L’effet interruptif de prescription par la délivrance d’un mémoire préalable à la fixation judiciaire du loyer renouvelé d’un bail commercial

Cet arrêt porte sur le renouvellement d’un bail commercial. Renouvellement au cours duquel l’une des parties soulevait l’inexactitude des mentions d’un mémoire préalable afin d’en remettre la validité en cause et lui retirer son effet interruptif de prescription.

Cour de Cassation, Troisième Chambre Civile,  14 Mars 2019, N° 18-11.486

Une société bailleresse a donné à bail commercial à un locataire, pour une durée de neuf années, courant à compter du 25 octobre 1996, divers lots d’un immeuble, qui, au cours du bail, sont devenus la propriété d’une SCI, à l’exception de l’un d’eux, le lot n° 6 qui a été vendu à une autre société, puis donné en crédit-bail à la SCI.

Le 24 octobre 2008, la société locataire a fait signifier aux sociétés nouvellement propriétaires des lots une demande de renouvellement du bail aux mêmes clauses et conditions du bail expiré. Le 24 décembre 2010, ces sociétés lui ont signifié un mémoire préalable et, le 23 juin 2011, l’ont assignée en fixation du montant du loyer en renouvellement à compter du 1er janvier 2009.

La cour d’appel rejette la demande en la considérant irrecevable. Elle retient pour ce faire, qu’à défaut pour les sociétés bailleresses, qui ont assigné la locataire en qualité respective de crédit-bailleur et crédit-preneur, d’avoir agi en leurs qualités exactes avant le 24 janvier 2011, date d’expiration du délai de prescription de l’article L145-60 du code de commerce, la demande est prescrite, le mémoire préalable du 23 décembre 2010 et l’acte de signification d’huissier de justice délivré le lendemain étant sans effet interruptif sur ce délai dès lors que ces sociétés y figurent sous les qualités inexactes de crédit-bailleur et de crédit-preneur.

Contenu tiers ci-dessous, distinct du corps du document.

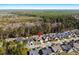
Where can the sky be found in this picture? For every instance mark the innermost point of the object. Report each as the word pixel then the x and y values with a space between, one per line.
pixel 39 6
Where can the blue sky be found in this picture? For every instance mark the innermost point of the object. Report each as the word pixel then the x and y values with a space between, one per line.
pixel 39 6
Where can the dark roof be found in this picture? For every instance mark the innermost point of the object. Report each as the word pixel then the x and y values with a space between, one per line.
pixel 33 52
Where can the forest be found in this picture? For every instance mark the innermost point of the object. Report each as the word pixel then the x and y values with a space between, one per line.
pixel 26 23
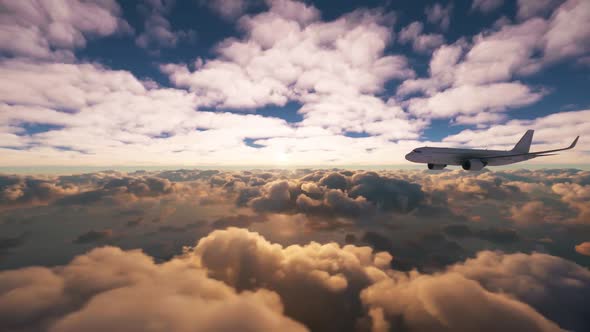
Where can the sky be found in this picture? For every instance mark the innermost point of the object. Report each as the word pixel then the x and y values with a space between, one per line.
pixel 296 250
pixel 238 165
pixel 288 83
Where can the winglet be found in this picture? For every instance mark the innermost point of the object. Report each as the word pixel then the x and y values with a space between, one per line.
pixel 574 143
pixel 524 144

La cour d’appel retient en effet que les deux sociétés n’avaient pas indiqué leurs qualités exactes avant l’expiration du délai de prescription (dont la date était fixée au 24 janvier 2011), mais se sont bornées à communiquer les qualités inexactes de crédit-bailleur et de crédit-preneur alors même que la SCI n’était propriétaire que d’une partie des lots et non de la totalité.

La Cour de cassation qui a à connaître de l’affaire à la suite d’un pourvoi formé, retient qu’en statuant ainsi, alors que l’inexactitude de l’indication selon laquelle les demandeurs à la fixation du loyer étaient crédit-preneur, pour l’un, et crédit-bailleur, pour l’autre, en ce qu’elle ne précisait pas qu’elle ne se rapportait qu’à un lot et non à tous les locaux, n’affectait pas la validité du mémoire préalable et ne lui retirait pas son effet interruptif du délai de prescription, la cour d’appel a violé l’article L145-60 du code de commerce.

C’est une décision n’est pas sans rappeler celle du 24 janvier 2019, également commentée, dans laquelle la Cour de cassation retenait que le délai de prescription biennale est interrompu par la notification du mémoire, puis par la délivrance de l’assignation, dès lors que l’irrégularité de fond affectant ces actes a été couverte avant qu’il ne soit statué sur la demande. La Cour de cassation favorisant le fond au détriment de la forme.